Рассматривая свое отражение в больничном окне с затемненными стеклами, я вспомнила, как, только-только познакомившись с Брин и Сес, гадала, что думают люди, когда мы втроем идем по улице. Поп-звезда, кинозвезда, а рядом с ними трусит простушка, то есть я, и иногда держит одну из звезд под руку. Я была абсолютно ничем не примечательна: рост – пять футов пять дюймов [4] , вес – 120 с небольшим фунтов [5] , карие глаза и каштановые волосы, которые я носила распущенными, потому что ничего интереснее придумать не могла. У меня была кожа смешанного типа, и вообще меня отличал смешанный стиль – я вечно занимала одежду у Сесил, а Брин просила сделать мне макияж. Каждая из моих подруг обладала превосходным, ярким вкусом, но вместе эти вкусы плохо сочетались. Постепенно я перестала волноваться о том, что думают о нас другие, и всецело отдалась роли лучшей подруги. Я не сомневалась, что со временем сумею научиться у них особому шарму, перенять красоту Сесил и сильный характер Брин. Я грелась в лучах их славы, подобно ромашке, которая любит расти на солнышке рядом с экзотичными цветами.
4
Примерно 165 см.
5
Приблизительно 54-55 кг.
Моя мама, когда уставала, любила говорить, что она «совсем увяла». Глядя на свое размытое отражение в больничном окне, я видела, что тоже увядаю. Не будь все эти годы рядом Сесил, жизнь сложилась бы совсем иначе. Интересно, как быстро я увяну, если потеряю подругу?

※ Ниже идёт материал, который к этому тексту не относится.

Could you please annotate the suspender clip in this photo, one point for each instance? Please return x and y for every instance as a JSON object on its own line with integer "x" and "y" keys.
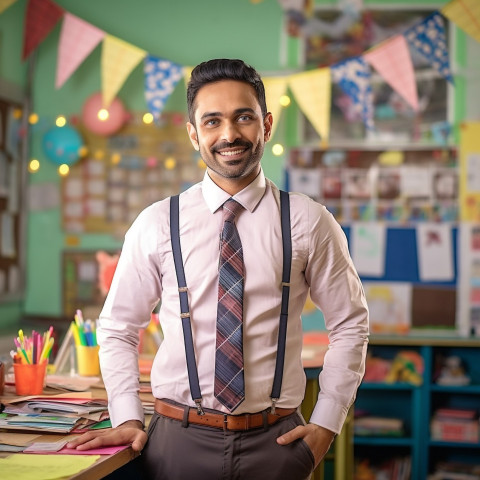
{"x": 274, "y": 401}
{"x": 200, "y": 411}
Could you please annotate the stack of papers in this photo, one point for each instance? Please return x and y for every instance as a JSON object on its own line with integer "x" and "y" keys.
{"x": 57, "y": 414}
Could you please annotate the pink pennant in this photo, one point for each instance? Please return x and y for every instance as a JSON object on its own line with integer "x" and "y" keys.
{"x": 41, "y": 16}
{"x": 393, "y": 62}
{"x": 77, "y": 39}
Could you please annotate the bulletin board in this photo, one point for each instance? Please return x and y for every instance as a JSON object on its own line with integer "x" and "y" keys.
{"x": 12, "y": 195}
{"x": 125, "y": 172}
{"x": 81, "y": 288}
{"x": 400, "y": 191}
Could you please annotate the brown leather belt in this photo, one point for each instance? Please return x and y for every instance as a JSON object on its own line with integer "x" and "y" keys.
{"x": 245, "y": 421}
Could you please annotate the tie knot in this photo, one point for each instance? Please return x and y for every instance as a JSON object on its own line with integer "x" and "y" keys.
{"x": 230, "y": 210}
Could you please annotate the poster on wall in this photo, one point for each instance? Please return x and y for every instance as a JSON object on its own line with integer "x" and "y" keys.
{"x": 126, "y": 172}
{"x": 469, "y": 163}
{"x": 468, "y": 291}
{"x": 390, "y": 306}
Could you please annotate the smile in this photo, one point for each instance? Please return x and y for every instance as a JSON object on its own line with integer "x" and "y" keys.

Я купила наименее уродливый букет гвоздик из тех, что имелись в цветочной лавке: когда приедет Зак, отдам ему цветы – пусть отнесет в палату Сесил. («Если они положили ее в палату. Перестань! Не смей даже думать такое!») Брин и я сидели, ждали и медленно сходили с ума. Время от времени Брин подходила к сестре и спрашивала, неужели никто не может предоставить нам информацию. Я старалась не думать о детях, развлекавшихся в игровой – печальной маленькой комнатушке, в которой валялись разномастные кубики и головоломки с утерянными деталями. Чего только эти дети не повидали за дверями палаты! Даже представить страшно.

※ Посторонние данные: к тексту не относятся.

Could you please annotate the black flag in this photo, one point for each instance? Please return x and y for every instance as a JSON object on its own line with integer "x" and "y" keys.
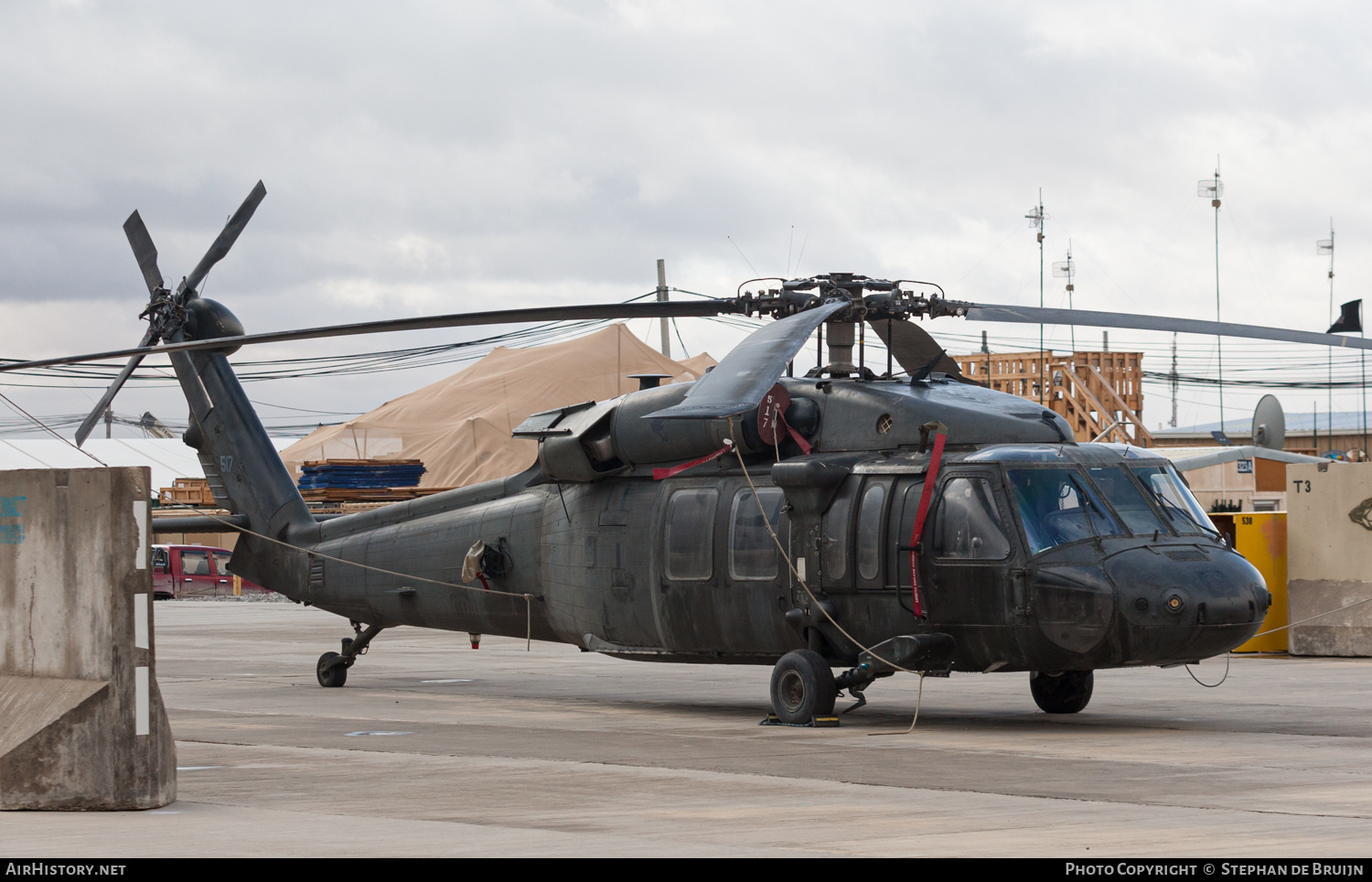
{"x": 1350, "y": 320}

Я почувствовала, как Брин вскинула голову и посмотрела на дверь. К нам шагал ее муж, Дэвид. На губах у него играла робкая, неопределенная улыбка. Забавно; Дэвид Кесслер и Брин встречались два года, прежде чем пожениться (разумеется, Брин не стала брать его фамилию), и все это время я считала его снобом и занудой. Но оказалось, что он просто ужасно застенчив. Неуверенность в себе делала его педантом. Его каштановые волосы всегда были аккуратно причесаны, футболка и брюки – безукоризненно чисты, словно у мальчишки, которого собираются снимать для школьного альбома. Дэвид присел на корточки и взял нас обеих за руки. Я невольно отметила, какие ухоженные у него ногти.
– Дорогие леди, – сказал он.
– И микробы, – прибавила я, кивнув на раздраженного мужчину, который сидел слева и жаловался жене, что его уже прививали от гриппа.

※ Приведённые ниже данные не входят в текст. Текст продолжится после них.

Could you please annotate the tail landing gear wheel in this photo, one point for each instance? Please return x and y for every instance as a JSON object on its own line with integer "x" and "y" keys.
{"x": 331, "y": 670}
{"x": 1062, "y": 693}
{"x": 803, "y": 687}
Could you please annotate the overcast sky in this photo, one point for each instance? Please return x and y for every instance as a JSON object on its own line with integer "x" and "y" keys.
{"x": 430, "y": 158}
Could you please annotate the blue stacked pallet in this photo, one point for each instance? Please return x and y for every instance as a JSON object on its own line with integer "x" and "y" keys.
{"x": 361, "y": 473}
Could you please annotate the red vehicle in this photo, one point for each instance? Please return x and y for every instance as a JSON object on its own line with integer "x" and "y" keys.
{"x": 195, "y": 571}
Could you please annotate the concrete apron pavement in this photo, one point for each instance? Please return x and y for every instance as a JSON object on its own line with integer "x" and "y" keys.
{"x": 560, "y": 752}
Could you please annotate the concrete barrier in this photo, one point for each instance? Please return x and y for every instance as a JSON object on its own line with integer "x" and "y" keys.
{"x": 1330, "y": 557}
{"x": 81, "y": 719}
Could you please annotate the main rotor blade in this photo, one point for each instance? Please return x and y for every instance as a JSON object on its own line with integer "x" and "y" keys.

Из отделения травматологии вышла врач и спросила:
– Кто здесь Брин Беко?
– Я!
Дэвид, Брин и я резко вскочили, совсем как женщины, которые выныривают из бассейна в старых фильмах, если прокрутить назад пленку.
Доктор Марчисан, как она представилась, вышла с нами на улицу, Я удивилась тому, что уже вечер. Из-за этих затемненных окон я потеряла счет времени. Я укутала шею воротом своего спортивного свитера. Даже теннисные туфли переобуть я не успела. Брин скрестила на груди руки. Волосы врача были заплетены в косы, что совсем не вязалось с глубокими морщинами возле глаз. «Молодежная прическа, – подумала я, поражаясь тому, что каждый день эта женщина имеет дело с человеческими трагедиями и живет как ни в чем не бывало. – И старое лицо».